Impactante accidente: Mujer ebria atropelló y asesinó a un hombre en Tigre
Las redes sociales fueron testigos de las reflexiones de Yesica Loreley Quevedo, quien tras compartir mensajes sobre el autocuidado, se vio involucrada en un trágico accidente que cobró la vida de Ramón Oscar Olivera.
Una reflexión que se tornó trágica
Yesica Loreley Quevedo, de 41 años, se dedicaba a la venta de productos para yoga y solía grabarse mientras conducía, compartiendo sus pensamientos con sus seguidores. Sin embargo, el pasado domingo, su imprudencia al volante resultó en un fatal desenlace cuando atropelló a Ramón Oscar Olivera, un hombre de 49 años, en General Pacheco, partido de Tigre.
El fatal encuentro en la ruta
Olivera, quien realizaba tareas de mantenimiento en Nordelta, se desplazaba temprano desde la casa de su pareja. Desgraciadamente, en el trayecto, Quevedo lo impactó con su camioneta Jeep Renegade blanca mientras él caminaba hacia su trabajo, causando su muerte instantánea.
Pruebas inquietantes tras el accidente
El test de alcoholemia realizado a Quevedo dio un resultado positivo de 0,63 gramos de alcohol por litro de sangre, cuando la ley en la Provincia establece una tolerancia cero. Además, su vehículo tenía antecedentes de infracciones de tránsito por exceso de velocidad.
Contradicciones en sus mensajes de vida
En sus redes, Quevedo había publicado un video hace tres semanas donde hablaba sobre la necesidad de pausar y respirar, lo que contrasta drásticamente con su conducta posterior. En el clip, reflexionaba sobre la presión de fin de año, sugiriendo la importancia de encontrar momentos de calma.
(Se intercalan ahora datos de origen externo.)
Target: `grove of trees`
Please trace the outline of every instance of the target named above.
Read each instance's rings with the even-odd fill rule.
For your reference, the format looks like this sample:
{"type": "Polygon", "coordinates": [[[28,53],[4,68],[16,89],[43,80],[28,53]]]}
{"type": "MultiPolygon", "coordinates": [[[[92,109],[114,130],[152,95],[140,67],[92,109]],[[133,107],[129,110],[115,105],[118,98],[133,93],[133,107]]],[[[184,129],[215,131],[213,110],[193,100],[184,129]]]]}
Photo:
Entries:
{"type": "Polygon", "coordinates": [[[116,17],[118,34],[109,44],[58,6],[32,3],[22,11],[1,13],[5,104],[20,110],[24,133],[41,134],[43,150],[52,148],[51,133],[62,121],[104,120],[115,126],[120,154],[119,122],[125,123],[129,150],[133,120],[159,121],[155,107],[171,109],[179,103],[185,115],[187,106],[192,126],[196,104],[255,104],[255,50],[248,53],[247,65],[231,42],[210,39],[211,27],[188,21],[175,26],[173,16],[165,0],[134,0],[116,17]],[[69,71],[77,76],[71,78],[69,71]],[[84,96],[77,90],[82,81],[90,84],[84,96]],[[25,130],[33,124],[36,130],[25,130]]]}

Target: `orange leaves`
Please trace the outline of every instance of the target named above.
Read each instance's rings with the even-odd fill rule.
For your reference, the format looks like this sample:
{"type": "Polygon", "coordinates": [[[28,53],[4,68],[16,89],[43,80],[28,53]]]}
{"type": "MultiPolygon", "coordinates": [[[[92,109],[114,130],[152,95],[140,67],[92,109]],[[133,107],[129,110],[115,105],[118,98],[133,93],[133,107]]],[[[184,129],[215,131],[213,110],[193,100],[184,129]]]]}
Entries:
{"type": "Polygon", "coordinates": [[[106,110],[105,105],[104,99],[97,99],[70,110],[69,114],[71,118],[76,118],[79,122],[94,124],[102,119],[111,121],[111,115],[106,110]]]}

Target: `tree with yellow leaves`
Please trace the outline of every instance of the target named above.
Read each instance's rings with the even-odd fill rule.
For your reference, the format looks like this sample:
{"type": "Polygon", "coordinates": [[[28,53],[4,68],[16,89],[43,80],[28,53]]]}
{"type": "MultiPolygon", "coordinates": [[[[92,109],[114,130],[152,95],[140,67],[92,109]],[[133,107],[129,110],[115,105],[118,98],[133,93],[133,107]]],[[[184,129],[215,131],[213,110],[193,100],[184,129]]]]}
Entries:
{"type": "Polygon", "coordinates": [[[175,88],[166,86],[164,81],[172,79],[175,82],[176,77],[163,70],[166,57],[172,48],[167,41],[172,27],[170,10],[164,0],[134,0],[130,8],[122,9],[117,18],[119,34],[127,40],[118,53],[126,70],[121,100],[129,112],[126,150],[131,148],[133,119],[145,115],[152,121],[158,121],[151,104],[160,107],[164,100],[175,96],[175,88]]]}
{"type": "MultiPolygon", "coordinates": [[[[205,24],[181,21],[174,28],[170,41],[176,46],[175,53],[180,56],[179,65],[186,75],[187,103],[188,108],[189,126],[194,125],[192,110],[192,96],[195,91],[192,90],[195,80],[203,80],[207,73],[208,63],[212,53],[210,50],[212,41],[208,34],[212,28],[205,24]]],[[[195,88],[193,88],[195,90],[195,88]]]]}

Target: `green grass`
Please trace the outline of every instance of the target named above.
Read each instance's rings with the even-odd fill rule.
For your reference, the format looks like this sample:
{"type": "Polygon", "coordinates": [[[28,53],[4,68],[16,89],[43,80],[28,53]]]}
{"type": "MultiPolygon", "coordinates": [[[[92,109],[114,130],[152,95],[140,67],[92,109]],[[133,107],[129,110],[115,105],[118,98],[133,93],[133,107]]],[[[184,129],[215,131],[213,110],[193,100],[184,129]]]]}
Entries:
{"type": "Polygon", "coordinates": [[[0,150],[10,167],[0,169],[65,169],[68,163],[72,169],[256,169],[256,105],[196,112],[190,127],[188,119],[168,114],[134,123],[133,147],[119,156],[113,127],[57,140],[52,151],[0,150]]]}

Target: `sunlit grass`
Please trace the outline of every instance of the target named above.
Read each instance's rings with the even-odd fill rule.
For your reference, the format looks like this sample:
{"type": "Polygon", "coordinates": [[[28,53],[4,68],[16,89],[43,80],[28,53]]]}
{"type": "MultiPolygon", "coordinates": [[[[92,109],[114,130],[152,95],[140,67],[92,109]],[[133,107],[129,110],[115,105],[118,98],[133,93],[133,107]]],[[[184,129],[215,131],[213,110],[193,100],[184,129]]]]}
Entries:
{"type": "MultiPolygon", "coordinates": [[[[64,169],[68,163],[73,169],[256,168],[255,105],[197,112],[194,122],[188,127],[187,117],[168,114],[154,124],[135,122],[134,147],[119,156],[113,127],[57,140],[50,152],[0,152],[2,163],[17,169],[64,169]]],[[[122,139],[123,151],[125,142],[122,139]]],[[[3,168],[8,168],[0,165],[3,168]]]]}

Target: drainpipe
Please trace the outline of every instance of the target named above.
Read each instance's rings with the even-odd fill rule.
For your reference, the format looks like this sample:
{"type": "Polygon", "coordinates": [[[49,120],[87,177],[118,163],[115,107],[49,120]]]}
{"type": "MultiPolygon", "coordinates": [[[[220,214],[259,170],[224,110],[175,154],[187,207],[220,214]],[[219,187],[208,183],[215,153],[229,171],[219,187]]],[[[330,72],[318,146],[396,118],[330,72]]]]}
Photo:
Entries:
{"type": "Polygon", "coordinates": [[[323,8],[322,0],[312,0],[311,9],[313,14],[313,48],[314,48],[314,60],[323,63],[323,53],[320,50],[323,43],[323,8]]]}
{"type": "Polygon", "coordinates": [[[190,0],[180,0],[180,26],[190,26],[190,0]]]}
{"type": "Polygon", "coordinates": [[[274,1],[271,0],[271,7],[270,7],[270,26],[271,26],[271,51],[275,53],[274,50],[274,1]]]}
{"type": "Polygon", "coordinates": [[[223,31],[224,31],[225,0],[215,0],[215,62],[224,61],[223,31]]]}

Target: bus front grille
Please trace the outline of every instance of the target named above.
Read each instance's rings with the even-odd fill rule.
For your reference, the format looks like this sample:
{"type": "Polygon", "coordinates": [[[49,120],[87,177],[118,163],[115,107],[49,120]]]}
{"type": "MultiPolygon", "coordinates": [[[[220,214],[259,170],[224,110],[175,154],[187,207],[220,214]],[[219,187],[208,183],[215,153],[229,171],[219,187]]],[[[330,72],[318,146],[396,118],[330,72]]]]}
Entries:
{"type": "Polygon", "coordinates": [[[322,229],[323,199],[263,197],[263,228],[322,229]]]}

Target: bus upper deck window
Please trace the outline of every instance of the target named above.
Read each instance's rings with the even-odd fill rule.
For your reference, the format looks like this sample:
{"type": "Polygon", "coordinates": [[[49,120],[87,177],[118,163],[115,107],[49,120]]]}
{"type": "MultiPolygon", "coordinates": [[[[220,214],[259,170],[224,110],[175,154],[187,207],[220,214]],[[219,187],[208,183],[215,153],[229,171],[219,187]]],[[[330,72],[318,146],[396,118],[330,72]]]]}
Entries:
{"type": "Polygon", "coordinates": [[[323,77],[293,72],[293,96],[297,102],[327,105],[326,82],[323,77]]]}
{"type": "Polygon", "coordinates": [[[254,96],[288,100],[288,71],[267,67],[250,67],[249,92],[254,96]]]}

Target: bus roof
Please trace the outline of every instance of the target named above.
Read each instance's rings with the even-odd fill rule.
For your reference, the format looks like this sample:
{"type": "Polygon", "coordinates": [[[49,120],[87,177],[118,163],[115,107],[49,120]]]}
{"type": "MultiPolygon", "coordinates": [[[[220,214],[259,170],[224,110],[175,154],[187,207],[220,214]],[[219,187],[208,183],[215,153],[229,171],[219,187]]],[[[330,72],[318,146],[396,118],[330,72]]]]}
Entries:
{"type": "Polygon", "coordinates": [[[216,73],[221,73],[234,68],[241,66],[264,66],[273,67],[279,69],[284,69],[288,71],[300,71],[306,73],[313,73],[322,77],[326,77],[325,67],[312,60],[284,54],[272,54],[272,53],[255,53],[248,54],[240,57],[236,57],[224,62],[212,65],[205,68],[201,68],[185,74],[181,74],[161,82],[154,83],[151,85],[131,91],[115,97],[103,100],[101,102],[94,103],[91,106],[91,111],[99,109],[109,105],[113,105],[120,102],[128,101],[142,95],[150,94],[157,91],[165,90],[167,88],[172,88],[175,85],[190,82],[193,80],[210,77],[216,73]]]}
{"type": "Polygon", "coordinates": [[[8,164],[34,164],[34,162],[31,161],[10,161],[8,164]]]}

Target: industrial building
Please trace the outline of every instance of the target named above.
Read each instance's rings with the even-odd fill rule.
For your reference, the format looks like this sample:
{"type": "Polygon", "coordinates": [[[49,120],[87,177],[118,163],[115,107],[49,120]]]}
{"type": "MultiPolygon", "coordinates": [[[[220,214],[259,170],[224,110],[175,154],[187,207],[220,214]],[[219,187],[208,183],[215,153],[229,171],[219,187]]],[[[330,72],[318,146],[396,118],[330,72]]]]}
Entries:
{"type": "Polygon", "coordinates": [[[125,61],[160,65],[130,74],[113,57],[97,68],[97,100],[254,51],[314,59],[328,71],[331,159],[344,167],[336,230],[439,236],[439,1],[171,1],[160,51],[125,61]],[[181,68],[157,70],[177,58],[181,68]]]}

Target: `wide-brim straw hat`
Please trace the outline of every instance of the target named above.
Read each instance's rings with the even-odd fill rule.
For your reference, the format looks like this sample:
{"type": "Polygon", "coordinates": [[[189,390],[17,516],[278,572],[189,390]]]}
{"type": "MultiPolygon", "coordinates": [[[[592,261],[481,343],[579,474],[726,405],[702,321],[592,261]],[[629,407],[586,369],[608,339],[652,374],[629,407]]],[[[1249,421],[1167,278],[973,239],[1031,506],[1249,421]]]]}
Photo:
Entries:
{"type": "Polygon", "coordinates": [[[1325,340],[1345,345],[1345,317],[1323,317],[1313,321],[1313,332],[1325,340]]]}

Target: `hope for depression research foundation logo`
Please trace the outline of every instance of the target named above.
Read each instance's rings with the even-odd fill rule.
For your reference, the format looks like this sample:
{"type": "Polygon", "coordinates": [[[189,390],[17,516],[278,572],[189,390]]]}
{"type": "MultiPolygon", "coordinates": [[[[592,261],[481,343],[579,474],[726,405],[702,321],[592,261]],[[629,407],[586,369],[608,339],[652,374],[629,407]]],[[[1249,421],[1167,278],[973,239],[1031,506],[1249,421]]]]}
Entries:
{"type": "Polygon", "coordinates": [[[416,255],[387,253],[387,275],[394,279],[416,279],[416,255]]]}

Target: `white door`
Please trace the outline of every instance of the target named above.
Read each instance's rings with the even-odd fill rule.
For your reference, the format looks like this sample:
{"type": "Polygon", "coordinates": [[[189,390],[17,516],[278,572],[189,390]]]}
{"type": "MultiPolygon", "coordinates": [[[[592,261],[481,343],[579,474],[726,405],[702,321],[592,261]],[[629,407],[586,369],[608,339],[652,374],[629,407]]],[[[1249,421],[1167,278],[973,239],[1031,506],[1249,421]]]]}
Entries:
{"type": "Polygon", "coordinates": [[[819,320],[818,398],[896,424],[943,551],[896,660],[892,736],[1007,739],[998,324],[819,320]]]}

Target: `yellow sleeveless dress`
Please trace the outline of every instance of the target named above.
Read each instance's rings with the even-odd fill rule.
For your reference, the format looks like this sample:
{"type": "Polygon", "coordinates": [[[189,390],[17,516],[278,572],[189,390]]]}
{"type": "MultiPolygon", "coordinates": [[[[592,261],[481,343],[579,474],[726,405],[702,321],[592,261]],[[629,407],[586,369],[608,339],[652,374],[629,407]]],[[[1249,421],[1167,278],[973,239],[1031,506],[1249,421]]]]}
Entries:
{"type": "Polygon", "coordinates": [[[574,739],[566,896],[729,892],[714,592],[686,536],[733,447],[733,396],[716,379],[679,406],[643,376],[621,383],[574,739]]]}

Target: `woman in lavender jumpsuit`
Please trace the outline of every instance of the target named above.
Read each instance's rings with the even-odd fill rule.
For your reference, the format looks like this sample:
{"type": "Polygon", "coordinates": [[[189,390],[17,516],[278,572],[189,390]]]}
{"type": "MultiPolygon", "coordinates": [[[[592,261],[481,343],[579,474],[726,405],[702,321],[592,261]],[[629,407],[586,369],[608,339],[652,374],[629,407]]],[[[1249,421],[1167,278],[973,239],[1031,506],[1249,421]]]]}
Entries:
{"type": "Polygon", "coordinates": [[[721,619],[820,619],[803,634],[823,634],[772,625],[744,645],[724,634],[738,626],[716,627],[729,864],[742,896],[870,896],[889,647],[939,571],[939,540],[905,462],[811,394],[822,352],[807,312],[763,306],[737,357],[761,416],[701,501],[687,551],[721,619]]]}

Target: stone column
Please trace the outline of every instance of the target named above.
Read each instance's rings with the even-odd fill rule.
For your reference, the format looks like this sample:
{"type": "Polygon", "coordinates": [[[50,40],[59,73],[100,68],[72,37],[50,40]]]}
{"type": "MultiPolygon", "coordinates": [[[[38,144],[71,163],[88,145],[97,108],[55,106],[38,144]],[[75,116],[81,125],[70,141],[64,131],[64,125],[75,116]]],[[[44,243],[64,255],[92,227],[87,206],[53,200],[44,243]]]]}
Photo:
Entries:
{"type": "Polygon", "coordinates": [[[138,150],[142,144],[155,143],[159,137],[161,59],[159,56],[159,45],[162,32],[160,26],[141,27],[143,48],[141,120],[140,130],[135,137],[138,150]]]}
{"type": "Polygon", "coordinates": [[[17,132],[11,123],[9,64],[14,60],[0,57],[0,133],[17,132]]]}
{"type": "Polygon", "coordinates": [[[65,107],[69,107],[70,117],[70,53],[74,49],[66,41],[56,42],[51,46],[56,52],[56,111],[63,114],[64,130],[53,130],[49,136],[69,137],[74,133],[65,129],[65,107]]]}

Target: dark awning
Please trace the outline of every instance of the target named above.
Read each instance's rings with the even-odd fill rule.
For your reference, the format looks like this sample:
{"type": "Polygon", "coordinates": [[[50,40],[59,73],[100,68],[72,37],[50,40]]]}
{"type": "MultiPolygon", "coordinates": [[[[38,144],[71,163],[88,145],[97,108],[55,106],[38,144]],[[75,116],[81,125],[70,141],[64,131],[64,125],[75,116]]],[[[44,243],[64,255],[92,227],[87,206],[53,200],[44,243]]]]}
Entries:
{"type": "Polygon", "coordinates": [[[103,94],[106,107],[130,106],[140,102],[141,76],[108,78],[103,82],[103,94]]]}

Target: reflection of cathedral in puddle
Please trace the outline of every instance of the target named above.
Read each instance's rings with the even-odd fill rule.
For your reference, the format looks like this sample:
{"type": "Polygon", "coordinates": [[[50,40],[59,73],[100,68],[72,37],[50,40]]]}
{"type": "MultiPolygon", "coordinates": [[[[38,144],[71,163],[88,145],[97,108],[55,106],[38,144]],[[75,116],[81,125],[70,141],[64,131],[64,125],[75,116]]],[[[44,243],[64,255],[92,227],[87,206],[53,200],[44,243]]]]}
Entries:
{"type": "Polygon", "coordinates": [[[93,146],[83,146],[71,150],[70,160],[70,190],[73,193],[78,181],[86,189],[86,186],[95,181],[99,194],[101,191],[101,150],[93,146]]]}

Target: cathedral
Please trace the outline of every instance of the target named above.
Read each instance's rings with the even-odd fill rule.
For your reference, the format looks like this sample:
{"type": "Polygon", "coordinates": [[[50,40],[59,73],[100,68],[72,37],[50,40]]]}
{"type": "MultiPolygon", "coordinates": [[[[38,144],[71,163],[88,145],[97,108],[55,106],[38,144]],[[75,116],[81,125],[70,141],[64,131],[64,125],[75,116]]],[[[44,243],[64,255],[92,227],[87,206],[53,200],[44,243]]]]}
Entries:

Reacciones en redes sociales
Después de la tragedia, varios usuarios comenzaron a comentar sobre sus publicaciones previas, destacando la inconsistencia entre sus mensajes y acciones. Comentarios como «Cuando se maneja no se toma [alcohol] ni se usa el celular» ejemplifican la indignación de la comunidad.
Un trágico recordatorio
Este lamentable accidente subraya la importancia de la responsabilidad al volante y cómo las decisiones imprudentes pueden tener consecuencias letales. La historia de Quevedo y Olivera nos invita a reflexionar sobre la vida, la seguridad y el respeto por los demás, especialmente en el contexto de la conducción.